Best settings for gemma-4 on a 3090?
Posted by Deadhookersandblow@reddit | LocalLLaMA | View on Reddit | 15 comments
3090 (24G) + 32G DDR4
Currently running
--mmproj mmproj-BF16.gguf
--chat-template-kwargs '{"enable_thinking":true}' \
--flash-attn on \
--cache-type-k q4_0 \
--cache-type-v q4_0 \
-np 1 \
-c 160000 \
--jinja
at 26B-A4B-it-UD-Q5_K_XL and generally quite happy with it but it does oom die occasionally (usually when I do something quite convoluted figuring out a workflow, etc.)
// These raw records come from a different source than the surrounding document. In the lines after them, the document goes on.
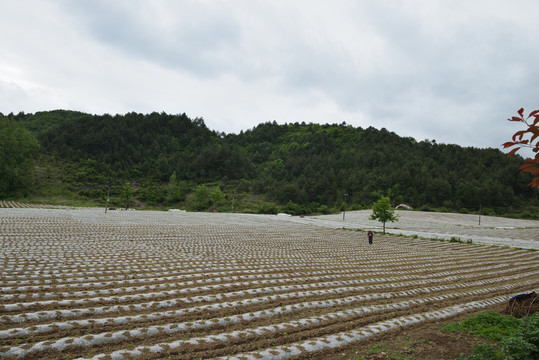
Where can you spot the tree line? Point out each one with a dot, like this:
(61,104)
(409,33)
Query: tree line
(303,167)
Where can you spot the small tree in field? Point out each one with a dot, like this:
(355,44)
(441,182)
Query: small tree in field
(527,138)
(127,194)
(383,212)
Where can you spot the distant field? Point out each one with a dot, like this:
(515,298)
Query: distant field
(79,283)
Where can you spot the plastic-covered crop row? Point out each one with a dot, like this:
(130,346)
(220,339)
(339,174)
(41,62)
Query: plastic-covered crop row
(85,284)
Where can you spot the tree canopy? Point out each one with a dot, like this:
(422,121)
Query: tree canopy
(18,150)
(302,166)
(383,211)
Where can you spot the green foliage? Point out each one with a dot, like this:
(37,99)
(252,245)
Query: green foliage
(127,194)
(383,211)
(490,325)
(518,338)
(18,151)
(267,208)
(525,342)
(483,352)
(308,165)
(202,197)
(217,197)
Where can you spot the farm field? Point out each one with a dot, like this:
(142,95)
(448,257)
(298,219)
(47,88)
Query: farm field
(82,284)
I get around 90-95 tok/s. What can I improve on? I'm completely OK with trading speed for performance (by like half, so lets say 40 tok/s would be OK)
Thanks
texasdude11@reddit
Don't quantize kv cache, it significantly degrades model performance
Due-Function-4877@reddit
With only 24gb of vram, what choice does OP have?
texasdude11@reddit
Instead of using q5 as op is using, trying instead q4 quant with q8 kv cache will help too.
Anbeeld@reddit
Q4 cache is bad, but you can't get high context without quantizing it... which is why you download Tom's llama.cpp fork with TurboQuant and use turbo4 or turbo4+3 or even turbo3, which is still not 100% accurate but much better than raw Q4.
erazortt@reddit
You really should not quantize the KV cache with gemma4, not even at Q8 let alone to Q4! The KLD of that are really bad. There was a post about this here last days.
You can do this with Qwen3.5 though.
Important_Quote_1180@reddit
Here's what we have for both models:
Gemma 4 26B-A4B MoE (Q5_K_M)
The 26B MoE runs as two distinct profiles on the 3090:
Profile 1 — Context King (256K, cpu-moe): 256K native context with all expert FFN weights offloaded to DDR5 via --cpu-moe while attention layers and router stay on GPU. Uses 13.8 GB VRAM with 10.3 GB free at q8_0 KV. Benchmarked at 34.2 t/s generation, 81.3 t/s prefill at 128K. At 128K context it drops to 10.0 GB VRAM (14 GB free) and 33.4 t/s generation. 128 experts total, only 8+1 active per token (~4B active params).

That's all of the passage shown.